The FileCatalog API allows for the same FileCatalog handler to be re-used for connecting to different servers and service whether connection as intent=User (slave) or intent=Admin (Master).  The sequence should be:

$fC = FileCatalog->new();
... perform global settings if needed, then as example ...
@info = $fC->get_connection("User");
$fC->connect(@info);
... perform operation involving selects ...
$fC->destroy();  # close connection to the FileCatalog load balancing DB

@info = $fC->get_connection("Admin");
$fC->connect(@info);
... perform privileged operations ...

This could be done over and over i.e. the privileged connection could be closed again, a intent=User could be re-opened and so on. However, there is a small problem with this approach: depending on how fast updates to the Master propagates to the slaves, operations may be done multiple times. For example, imagine you select a list of files you want to mark available=0. After selecting many records and saving enough information to build a unique and non-ambiguous context, you open the connection to the Master using the approach above, update the records using $fC->update_location("available",0,1); . You do this on a lagher number of records, close the connection to the Master and re-open as user.
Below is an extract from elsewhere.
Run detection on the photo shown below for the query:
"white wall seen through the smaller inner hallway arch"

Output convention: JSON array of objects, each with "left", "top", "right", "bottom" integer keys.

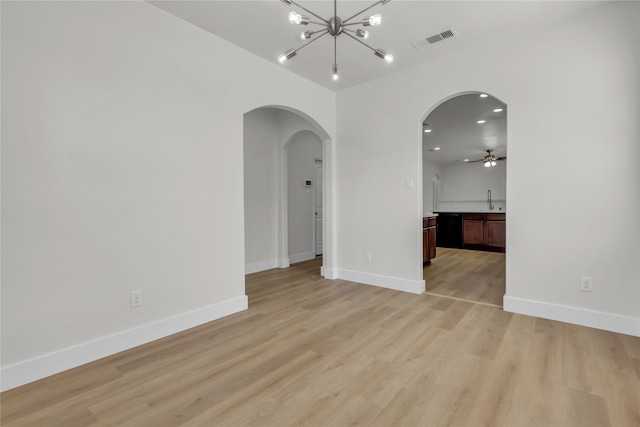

You may select the same record again if the Master has not sent the update commands to the slave yet and ask the Master to update the record again. As it turns out, the FileCatalog API detects such conditions and will complain.

The message and warning are understood and hence, there should be no need for them as far as you are sure that what is happening is correct. We have introduced a new method $fC->warn_if_duplicates({0|1}) to enable/disable the warning. "duplicates" here hav the meaning of duplicate updates sent multiple times to the API.

Be very careful when using this trick in conjunction with $fC->clone_location(), $fC->update_location(), $fC->update_record(), $fC->delete_records(), $fC->insert_file_location(). All of those function acts on a context and the separation of slave/master operations implies

(a) save the FULL context between slave/Master connections and restore the exact context for each file to operate on
(b) you make appropriate use of $fC->clear_context() between operations and between open/close to protect yourself and your script against interferences or side effects due to previous operation

Also remember that $fC->destroy() destroys the connection not the current handler and, in load balancing mode, you may get different slave when re-connecting to the FileCatalog as intent=user.

The script fC_cleanup.pl fully implements this principle.